Original structure of the Abby Aldrich Rockefeller Folk Art Museum, Williamsburg, Virginia, pictured in February 2020.
Original structure of the Abby Aldrich Rockefeller Folk Art Museum, Williamsburg, Virginia, pictured in February 2020. — Photo: Pbritti | CC BY-SA 4.0

Abby Aldrich Rockefeller Folk Art Museum

museumfolk-artcolonial-williamsburgrockefellerart-history
4 min read

Abby Aldrich Rockefeller spent the 1920s and 1930s collecting the kind of art that respectable American museums refused to take seriously: anonymous nineteenth-century portraits, painted ship figureheads, weathervanes shaped like roosters and racehorses, quilts and tavern signs and shop trade figures. Her husband John D. Rockefeller Jr. was bankrolling the reconstruction of Colonial Williamsburg, and in 1935 she loaned part of her growing folk art collection to the project. Four years later she gave it outright. By 1957, nine years after Abby's death, the world had its first - and still the oldest continuously operated - museum dedicated to American folk art.

A Collection No One Else Wanted

Folk art in the 1920s was not yet a category academic museums respected. The Metropolitan Museum of Art and the Museum of Modern Art each accepted a portion of Abby Rockefeller's holdings, but the bulk needed a home of its own. The Ludwell-Paradise House in Williamsburg took the first loan in 1935 - works dating back to the 1720s, a span covering more than two centuries of unsigned American eyes looking at unsigned American things. After Abby died in 1948, her son David Rockefeller added another 54 objects she had given to the Met and to MoMA. By 1956 the gathered collection was outgrowing the colonial house that held it.

Lowering the Ceilings

Nina Fletcher Little, a pioneer scholar of American decorative arts, advised the Rockefellers on the new museum. Her instinct was the opposite of grandeur. 'Lower the ceilings,' she suggested, and turn the interior into a series of rooms scaled to the houses these objects had originally inhabited. She did the first scholarly research on the collection, attributed paintings, and wrote its first catalogue. The Abby Aldrich Rockefeller Folk Art Collection opened in May 1957 in a two-story Georgian-Federal Revival brick building with a prominent oval garden, just outside Colonial Williamsburg's historic district at South England Street, next door to the Williamsburg Inn. In 1992 the museum added 19,000 square feet of single-story brick gallery with a planted wood-and-brick pergola and a fountain garden, designed by Roche-Dinkeloo.

Through the Public Hospital

In 2007 the folk art collection moved. It left South England Street and joined the DeWitt Wallace Decorative Arts Museum on Francis Street between Nassau and South Henry, near Merchants Square. The two museums now share an entrance below Colonial Williamsburg's restored Public Hospital of 1773 - an arrival sequence the official description calls 'notably circuitous,' meaning visitors descend beneath an eighteenth-century mental hospital to reach the eighteenth-century portraits inside. The new home gave folk art 10,400 square feet of exhibition space spread across eleven galleries. The old building with its oval garden, and the 1992 addition with its fountain, became part of the Spa of Colonial Williamsburg - the same brick walls Nina Little had designed scaled to domestic life, now scaled to massage tables.
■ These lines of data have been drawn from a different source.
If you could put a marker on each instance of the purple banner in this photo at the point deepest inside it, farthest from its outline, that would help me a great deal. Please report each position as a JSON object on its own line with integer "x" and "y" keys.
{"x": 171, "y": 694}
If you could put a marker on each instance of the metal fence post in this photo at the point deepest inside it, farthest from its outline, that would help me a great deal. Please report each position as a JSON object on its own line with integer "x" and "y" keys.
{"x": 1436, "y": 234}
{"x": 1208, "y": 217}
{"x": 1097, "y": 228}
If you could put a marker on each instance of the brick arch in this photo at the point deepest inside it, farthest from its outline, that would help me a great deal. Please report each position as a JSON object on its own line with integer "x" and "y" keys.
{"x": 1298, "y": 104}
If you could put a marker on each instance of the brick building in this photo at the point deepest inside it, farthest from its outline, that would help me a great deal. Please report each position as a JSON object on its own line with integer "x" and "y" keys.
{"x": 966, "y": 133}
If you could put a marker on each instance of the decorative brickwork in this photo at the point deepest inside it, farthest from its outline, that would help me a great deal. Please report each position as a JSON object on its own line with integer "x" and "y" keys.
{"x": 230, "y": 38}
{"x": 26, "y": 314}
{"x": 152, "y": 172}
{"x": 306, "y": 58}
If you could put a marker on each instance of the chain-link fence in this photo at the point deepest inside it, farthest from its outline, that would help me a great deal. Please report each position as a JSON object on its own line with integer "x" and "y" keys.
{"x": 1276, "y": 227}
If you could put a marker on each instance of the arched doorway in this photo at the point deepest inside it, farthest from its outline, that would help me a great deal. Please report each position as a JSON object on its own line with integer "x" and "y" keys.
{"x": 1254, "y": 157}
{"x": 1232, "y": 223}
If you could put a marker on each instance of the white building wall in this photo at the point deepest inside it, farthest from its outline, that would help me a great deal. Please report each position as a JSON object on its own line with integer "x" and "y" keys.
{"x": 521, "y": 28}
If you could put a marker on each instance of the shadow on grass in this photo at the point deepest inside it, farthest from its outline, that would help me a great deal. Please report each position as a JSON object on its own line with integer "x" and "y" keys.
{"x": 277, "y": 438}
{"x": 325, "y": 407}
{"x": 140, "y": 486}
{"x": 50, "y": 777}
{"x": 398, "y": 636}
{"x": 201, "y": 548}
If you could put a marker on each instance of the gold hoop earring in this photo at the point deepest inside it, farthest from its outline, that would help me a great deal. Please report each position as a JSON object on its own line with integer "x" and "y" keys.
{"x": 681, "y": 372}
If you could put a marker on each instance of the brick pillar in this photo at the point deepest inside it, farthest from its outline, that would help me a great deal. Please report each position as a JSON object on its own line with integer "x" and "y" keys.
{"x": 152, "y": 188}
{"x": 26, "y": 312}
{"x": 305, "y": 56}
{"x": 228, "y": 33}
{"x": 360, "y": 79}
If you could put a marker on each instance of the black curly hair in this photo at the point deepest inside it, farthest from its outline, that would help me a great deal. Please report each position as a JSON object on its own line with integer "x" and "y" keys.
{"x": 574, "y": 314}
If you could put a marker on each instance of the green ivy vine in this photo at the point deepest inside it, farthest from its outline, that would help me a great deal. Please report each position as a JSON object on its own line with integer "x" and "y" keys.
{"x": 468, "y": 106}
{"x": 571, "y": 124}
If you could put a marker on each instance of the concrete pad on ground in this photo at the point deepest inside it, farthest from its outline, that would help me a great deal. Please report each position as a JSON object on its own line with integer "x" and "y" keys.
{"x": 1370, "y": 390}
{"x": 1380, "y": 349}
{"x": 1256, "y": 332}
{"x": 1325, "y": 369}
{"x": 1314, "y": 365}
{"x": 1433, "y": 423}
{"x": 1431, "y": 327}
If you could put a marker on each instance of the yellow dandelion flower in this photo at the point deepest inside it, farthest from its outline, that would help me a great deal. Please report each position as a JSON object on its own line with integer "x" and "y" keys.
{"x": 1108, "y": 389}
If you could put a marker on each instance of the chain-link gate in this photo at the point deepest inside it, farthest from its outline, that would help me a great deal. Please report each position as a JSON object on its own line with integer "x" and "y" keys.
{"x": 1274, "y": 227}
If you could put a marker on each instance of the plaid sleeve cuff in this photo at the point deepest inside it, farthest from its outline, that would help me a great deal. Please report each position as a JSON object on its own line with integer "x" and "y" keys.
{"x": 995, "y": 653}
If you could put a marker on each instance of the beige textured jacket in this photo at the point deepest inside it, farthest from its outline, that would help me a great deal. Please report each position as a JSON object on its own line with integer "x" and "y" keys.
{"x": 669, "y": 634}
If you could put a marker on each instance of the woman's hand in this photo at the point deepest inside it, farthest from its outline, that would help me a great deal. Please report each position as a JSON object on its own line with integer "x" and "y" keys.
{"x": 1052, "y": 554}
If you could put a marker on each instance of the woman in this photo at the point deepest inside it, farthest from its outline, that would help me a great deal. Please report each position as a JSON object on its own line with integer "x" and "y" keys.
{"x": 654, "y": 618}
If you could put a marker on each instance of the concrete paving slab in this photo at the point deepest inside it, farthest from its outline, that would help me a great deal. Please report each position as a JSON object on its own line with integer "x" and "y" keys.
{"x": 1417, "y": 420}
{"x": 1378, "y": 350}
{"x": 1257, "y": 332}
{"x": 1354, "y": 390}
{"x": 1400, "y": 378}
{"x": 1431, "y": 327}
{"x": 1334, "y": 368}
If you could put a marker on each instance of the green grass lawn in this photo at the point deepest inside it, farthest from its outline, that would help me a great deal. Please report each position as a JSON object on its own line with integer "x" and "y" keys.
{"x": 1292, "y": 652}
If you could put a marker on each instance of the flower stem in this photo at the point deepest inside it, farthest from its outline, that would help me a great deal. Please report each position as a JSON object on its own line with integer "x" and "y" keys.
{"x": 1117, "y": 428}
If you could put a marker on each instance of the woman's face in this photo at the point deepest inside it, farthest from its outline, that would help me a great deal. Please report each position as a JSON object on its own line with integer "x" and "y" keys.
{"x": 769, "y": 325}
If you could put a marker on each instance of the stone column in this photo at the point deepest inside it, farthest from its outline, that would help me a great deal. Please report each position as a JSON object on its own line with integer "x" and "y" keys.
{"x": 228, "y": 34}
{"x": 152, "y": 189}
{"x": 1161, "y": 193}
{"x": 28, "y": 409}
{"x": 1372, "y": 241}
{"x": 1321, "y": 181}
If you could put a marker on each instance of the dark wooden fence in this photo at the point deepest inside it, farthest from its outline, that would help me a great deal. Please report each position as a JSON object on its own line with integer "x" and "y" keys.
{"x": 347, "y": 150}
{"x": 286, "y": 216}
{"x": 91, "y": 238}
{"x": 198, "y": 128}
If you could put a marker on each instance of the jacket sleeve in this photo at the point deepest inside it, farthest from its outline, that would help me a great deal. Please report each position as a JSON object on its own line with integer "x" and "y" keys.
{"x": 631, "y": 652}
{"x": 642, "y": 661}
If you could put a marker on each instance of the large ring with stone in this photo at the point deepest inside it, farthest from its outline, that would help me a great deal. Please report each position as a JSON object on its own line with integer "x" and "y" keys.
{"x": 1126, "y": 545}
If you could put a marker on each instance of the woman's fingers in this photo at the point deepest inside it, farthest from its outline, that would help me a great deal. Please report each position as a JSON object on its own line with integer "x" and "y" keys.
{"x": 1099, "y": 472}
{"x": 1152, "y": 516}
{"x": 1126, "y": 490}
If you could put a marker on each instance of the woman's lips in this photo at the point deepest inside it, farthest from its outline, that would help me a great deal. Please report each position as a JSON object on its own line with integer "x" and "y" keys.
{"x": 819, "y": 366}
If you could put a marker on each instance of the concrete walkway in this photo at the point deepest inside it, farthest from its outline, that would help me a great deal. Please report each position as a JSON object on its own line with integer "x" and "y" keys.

A Forty-Million-Dollar Future

In 2014 the Colonial Williamsburg Foundation announced a $40 million addition to expand the joint museum complex. The expansion completed in 2020, nearly tripling the gallery space and giving the folk art collection a dedicated street-level entrance for the first time since it left South England Street. Thomas N. Armstrong III - who had run the Whitney Museum of American Art in New York - served as one of the museum's most notable curators, bringing big-museum scholarship to a collection that began as one wealthy woman's contrarian taste in the 1920s. The museum now holds the deepest collection of American folk art anywhere: paintings by anonymous limners, painted furniture, carved birds and ship figureheads, samplers stitched by twelve-year-olds, and weathervanes that once swung above barns from Maine to Virginia.

From the Air

The Abby Aldrich Rockefeller Folk Art Museum sits at 37.1545 N, 76.4159 W in Colonial Williamsburg, near Merchants Square and the Public Hospital of 1773. From 3,000 feet on a clear day, look for the orderly grid of colonial reconstructions between Capitol Landing Road and Francis Street, with the brick Wren Building of William and Mary at the southwest corner of the historic district. Newport News/Williamsburg International (KPHF) is 7 nm south-southeast. Williamsburg-Jamestown (KJGG) general aviation is 5 nm southwest. Naval Weapons Station Yorktown restricted areas lie 4 nm east - check NOTAMs.